Duck, Bamboo Shoot & Black Mushroom Caramel

ខទាទំពាំង - {Kho Tea Tumpaing}

Khor' or caramel stew was one of my childhood favorites! My mom would cook it for us the night before and keep it for breakfast and lunch the following day. Growing up we never had a fridge so Khor is a very a good dish to cook and keep without worrying that it will spoil in hot weather like in Cambodia. This Khor recipe uses alot of sugar so use natural palm sugar where possible. A good Khor should be well balanced between sweet and saltiness which makes Khor juice a tasty delight to mix with fragrant steamed rice.

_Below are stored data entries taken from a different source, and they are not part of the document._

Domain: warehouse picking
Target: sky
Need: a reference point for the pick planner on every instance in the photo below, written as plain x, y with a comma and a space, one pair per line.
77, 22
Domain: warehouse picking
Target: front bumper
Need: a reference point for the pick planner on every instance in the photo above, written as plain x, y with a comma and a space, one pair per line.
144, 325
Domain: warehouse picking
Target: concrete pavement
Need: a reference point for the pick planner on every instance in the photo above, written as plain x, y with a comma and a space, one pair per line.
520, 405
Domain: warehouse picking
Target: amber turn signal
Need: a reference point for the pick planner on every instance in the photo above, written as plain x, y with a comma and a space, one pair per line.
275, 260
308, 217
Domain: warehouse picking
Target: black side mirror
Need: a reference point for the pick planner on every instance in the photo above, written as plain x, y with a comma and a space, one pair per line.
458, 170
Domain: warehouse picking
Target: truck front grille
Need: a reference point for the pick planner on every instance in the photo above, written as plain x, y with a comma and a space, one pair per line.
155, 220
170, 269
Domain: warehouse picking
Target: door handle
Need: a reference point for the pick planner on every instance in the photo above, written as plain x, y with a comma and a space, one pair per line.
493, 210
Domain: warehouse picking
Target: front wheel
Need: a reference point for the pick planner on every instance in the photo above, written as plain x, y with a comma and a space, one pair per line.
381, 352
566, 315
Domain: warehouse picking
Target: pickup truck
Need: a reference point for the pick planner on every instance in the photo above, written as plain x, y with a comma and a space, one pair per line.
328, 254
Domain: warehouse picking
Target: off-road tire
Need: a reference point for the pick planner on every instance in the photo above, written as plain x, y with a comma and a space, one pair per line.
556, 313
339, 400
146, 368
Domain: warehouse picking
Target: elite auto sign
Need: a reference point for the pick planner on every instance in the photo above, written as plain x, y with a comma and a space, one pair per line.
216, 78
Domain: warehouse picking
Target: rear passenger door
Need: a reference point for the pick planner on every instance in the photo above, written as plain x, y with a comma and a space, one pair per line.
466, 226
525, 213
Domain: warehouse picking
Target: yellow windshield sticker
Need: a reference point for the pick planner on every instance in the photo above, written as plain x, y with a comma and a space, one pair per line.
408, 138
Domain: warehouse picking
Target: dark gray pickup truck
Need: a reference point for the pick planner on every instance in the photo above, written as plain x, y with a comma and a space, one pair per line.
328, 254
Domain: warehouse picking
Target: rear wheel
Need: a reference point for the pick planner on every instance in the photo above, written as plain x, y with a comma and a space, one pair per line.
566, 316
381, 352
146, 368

Ingredients - Serves 4-6 people
  • Duck breast: 2kg (8 pieces)
  • Bamboo shoot: 1.5 – 2 kg
    Fresh: Cut and boil with water for 1 hour then soak with fresh water until use.
    Can: Wash, cut and cook
    Dried: Wash, soak in water for 3-5 hours, boil in water for 2 hours and soak in water again until use.
  • Black mushrooms: 100g (dried)
    Soak in water for 1 hour, boil in water for 30 minutes and soak in water again until use.
  • Garlic (thinly sliced): 100g
    Peel and roast in a frying pan with a bit of oil.
  • Shallot (thinly sliced): 300g
    Peel and roast in a frying pan with a bit of oil.
  • Ginger: 150g
    Peel, cut into 1cm thick and roast in a frying pan with a bit of oil.
  • Star anise: 5
    Roast in frying pan with low heat till the aromatic smell spread.
  • Salt: 2/3 table spoon
  • Palm sugar: 200g
  • Black Kapot pepper: 1 tea spoon
  • Oyster sauce: 1 ½ table spoon
  • Soy sauce: 2 table spoon

Put the duck breasts skin side down in a frying pan (without oil) medium high heat until it they turn golden brown. Take the duck out and keep aside. Put palm sugar in a pot with medium heat and caramelize it. Turn the heat to low and add garlic, shallots, ginger, salt, Kampot black pepper, soy sauce and oyster sauce to the pot and stir it well. Add duck breasts, black mushroom and bamboo shoots to the pot and stir until caramel covers everything and keep cooking it for 15 minutes. Add 2 liters of water and cook for 25-30 minutes. Take all the duck out and set aside. Keep cooking mushroom and bamboo shoot stew for another 3-4 hours on a low heat. 5 minutes before serving place the duck back into the stew to heat up.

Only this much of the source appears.